05 agosto 2019

Não pode ser!

 
Público, 05.08.2019

Estou indignado. Em tempos de costumeira indignação geral, que a velocidade e dimensão das redes sociais tanto fomentam, sinto-me compelido a expressar a minha indignação num meio clássico mesmo que duvide que consiga apoios suficientes para produzir efeitos neutralizadores. 

O sindicato independente dos médicos e a ordem dependente dos médicos recomendam aos profissionais que transferiram responsabilidades para o Estado se algo correr mal em resultado do exercício das suas obrigações. 

Contudo, parece que alguém se está a esquecer (Código Deontológico)  de que “o médico é responsável pelos seus atos” e que, “nas equipas multidisciplinares, a responsabilidade de cada médico deve ser apreciada individualmente”. 

Afirmar não ser responsável pelos seus atos, atirando a culpa para cima, invocando as condições em que se trabalha, pode ser visto de dois modos: (a) se a atitude é permanente, representa uma cega assunção de irresponsabilidade, não compaginável com o mínimo de profissionalismo que se exige; (b) se se trata de uma situação nova, diferente da habitual, faz parecer que o alijar de responsabilidades tem o objetivo único de radicalizar a luta contra os alegados novos responsáveis. 

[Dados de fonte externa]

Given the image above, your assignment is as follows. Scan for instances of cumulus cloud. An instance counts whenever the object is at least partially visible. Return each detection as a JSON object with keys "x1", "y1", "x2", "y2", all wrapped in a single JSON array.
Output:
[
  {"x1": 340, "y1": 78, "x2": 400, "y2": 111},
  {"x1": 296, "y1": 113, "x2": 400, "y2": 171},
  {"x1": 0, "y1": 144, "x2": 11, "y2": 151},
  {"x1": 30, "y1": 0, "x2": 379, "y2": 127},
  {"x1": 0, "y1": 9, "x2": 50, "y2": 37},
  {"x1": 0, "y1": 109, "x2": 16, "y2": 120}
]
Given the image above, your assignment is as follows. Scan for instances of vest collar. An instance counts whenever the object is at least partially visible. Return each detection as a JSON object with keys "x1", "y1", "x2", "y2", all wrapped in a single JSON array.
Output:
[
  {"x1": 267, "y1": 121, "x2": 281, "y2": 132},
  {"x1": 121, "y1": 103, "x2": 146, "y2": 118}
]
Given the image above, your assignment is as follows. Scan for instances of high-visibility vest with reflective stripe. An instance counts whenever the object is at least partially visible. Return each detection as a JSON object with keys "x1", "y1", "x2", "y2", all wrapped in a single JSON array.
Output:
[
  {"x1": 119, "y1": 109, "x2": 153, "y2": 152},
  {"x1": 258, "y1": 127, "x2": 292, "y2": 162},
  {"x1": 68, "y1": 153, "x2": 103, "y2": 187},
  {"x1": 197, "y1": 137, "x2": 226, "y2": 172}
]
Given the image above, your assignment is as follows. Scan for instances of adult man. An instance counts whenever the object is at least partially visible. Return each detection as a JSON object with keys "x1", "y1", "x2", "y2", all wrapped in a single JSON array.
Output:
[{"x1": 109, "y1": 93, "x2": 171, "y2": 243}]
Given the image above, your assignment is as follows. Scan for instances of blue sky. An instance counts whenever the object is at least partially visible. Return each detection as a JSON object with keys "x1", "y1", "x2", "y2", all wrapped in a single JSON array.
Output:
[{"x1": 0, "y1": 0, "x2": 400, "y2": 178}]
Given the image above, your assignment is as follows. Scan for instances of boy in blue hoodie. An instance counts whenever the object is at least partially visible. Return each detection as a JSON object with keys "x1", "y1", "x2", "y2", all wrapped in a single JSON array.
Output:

Temos vindo a assistir a uma radicalização das exigências, com recurso a greves cruéis e eticamente insustentáveis, e vemos agora que a mistura de interesses corporativos, sindicais e políticos está a tornar indiferenciável a imagem dos profissionais da saúde da dos camionistas. 

Indignado, insurjo-me contra a deriva catastrofista de quem devia antes apelar ao profissionalismo, recomendando acréscimo de atenção aos doentes atendendo às difíceis condições em que se labora. 

As organizações que defendem os interesses dos profissionais não podem dizer-lhes que não se importem com o que suceda e que a responsabilidade há de ser assacada a outros. Além do mais, não é verdade: em caso de acidentes ou erros de atuação, a responsabilidade profissional, disciplinar e mesmo penal não se apaga em relação aos agentes envolvidos. 

As organizações que defendem a qualidade do exercício de uma profissão, fazendo-o em nome do bem comum, têm o dever de pugnar por melhores condições de trabalho mas não deviam estimular comportamentos que tornam ainda mais arriscado o exercício. 

Abaixo as greves na Saúde! Fim à conflitualidade! Denuncie-se o que está mal e procurem-se soluções! É preciso captar a simpatia das pessoas que confiam nos profissionais — não é hora de juntar a voz à gritaria! Pim!